Em tempos intermináveis de isolamento social, nossos alunos estão adequando-se cada vez melhor ao novo meio de aproximação: as telas. Nós, professores, nos reinventamos todos os dias para tentar manter vivos o contato, o afeto e a aprendizagem, antes sempre construídos com o calor da troca presencial.
Além disso, ainda é preciso cultivar, no mundo da educação infantil online, a atenção dos pequenos. É preciso manter a empolgação no reino de tão, tão distante, e suscitar a pergunta – o que será que vai aparecer hoje do lado de lá do computador?
É comum que, nas salas de aula, uma atmosfera de suspense anteceda novos elementos, surpresas, histórias. Recebemos olhares curiosos e atentos, que interagem ativamente com a novidade – seja ela nosso mascote novinho em folha, ou mesmo um bonequinho desenhado em palito de picolé.
Mas o que e como fazer para que as crianças não ignorem completamente a presença do professor nos encontros síncronos? Ou para que, nos vídeos gravados, não desistam de te olhar, por não poderem tocar, perguntar, mostrar? O que você tem a dizer, em outra língua, pela tela, que é mais interessante do que curtir a casa, os brinquedos, a família?
É aí que o suspense se mostra uma importante ferramenta pedagógica. Poderíamos simplesmente mostrar um coelho da Páscoa e dizer “olha, esse aqui é o Easter Bunny. É ele quem traz os chocolate eggs”. Ou apontar para nossos olhos, nariz e boca e ensiná-los as partes do rosto em inglês. Ou anunciar: “agora vamos ouvir a história ‘x!”. (E, tudo ok, porque já é bem difícil dizer isso para a câmera…!)
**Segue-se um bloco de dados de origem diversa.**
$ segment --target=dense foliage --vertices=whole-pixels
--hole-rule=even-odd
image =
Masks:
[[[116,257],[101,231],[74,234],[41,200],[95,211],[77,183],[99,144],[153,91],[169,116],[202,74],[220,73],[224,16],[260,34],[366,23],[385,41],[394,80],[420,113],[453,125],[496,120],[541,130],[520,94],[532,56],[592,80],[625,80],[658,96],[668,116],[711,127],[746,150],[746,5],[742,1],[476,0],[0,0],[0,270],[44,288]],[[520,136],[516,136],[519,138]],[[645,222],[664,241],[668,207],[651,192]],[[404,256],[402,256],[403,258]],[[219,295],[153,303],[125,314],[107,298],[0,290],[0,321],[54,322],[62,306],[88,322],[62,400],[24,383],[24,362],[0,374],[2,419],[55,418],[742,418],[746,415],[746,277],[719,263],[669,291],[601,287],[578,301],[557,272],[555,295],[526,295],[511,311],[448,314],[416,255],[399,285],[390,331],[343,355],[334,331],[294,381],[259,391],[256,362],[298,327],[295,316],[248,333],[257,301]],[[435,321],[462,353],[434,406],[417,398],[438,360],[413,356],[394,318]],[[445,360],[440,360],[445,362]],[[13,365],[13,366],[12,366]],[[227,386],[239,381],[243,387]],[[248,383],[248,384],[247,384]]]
Mas não é exatamente assim que funciona o mundo infantil, certo? Por acaso a doçura da Páscoa é mesmo o ovo de chocolate? E a magia do Natal está só em ganhar presentes? Se não há Papai Noel, uma meia na janela, procura pelas renas no céu; se o Coelhinho não chega de olhos vermelhos e pelo branquinho, se não deixa suas pegadas para a caça aos ovos… Para que esperar a Páscoa e o Natal? E, principalmente, para que esperar o próximo minuto do vídeo da teacher?
Mas, opa! – Ouço passos… E vejo uma luzinha vermelha lá longe! Não acredito, quem vocês acham que é? Será? É isso mesmo! É o coelhinho da Páscoa! Parece que ele trouxe alguns presentes… São… ovos de chocolate! Quantos ovos será que ele trouxe? Um? Dois? Três? OMG! Ele trouxe DEZ ovos!
E tenho outra surpresa… Quem será que adivinha? É uma nova história! Será que vocês já conhecem essa? Me contaram que tem uns animais da fazenda… E eles constroem casas! E também tem um personagem muito, muito mau… Que história será essa? E, além da história, eu tenho um novo amigo muito fofo, de quatro patas. Com grandes olhos, nariz e boca… O Brownie adora ele! Vocês querem conhecer?
Sempre podemos mergulhar juntos nesse reino colorido, onde nada se mostra facilmente; tudo se sugere. Você precisa continuar ali, com aquela ansiedade boa, uma expectativa gostosa para saber o que vai se apresentar, qual será a surpresa. Não saber é a motivação para querer descobrir. E o caminho para a descoberta funciona como mágica: retém a atenção, encanta e parece até ajudar na fixação.
Nos tornamos professores youtubers, fazemos lives de ensino infantile, entre tantos desafios e ferramentas tecnológicas, temos que voltar ao básico e aprender a adaptar. Dar tempo para pensar, para interagir – mesmo sem, muitas vezes, poder ouvir as ideias e responder às interações.
Precisamos tentar cultivar, nos alunos e em nós, a motivação, a vontade e a alegria, para revisitá-las quando retornarmos ao “novo normal”. Precisamos manter a naturalidade quando nada é natural, firmeza emocional quando estamos derretendo. E aprender com os nossos pequenos – como sempre, eles nos ensinam – a aceitar os mistérios, as incertezas, o incontrolável e, ainda assim, continuar com boas expectativas e atentos até o fim.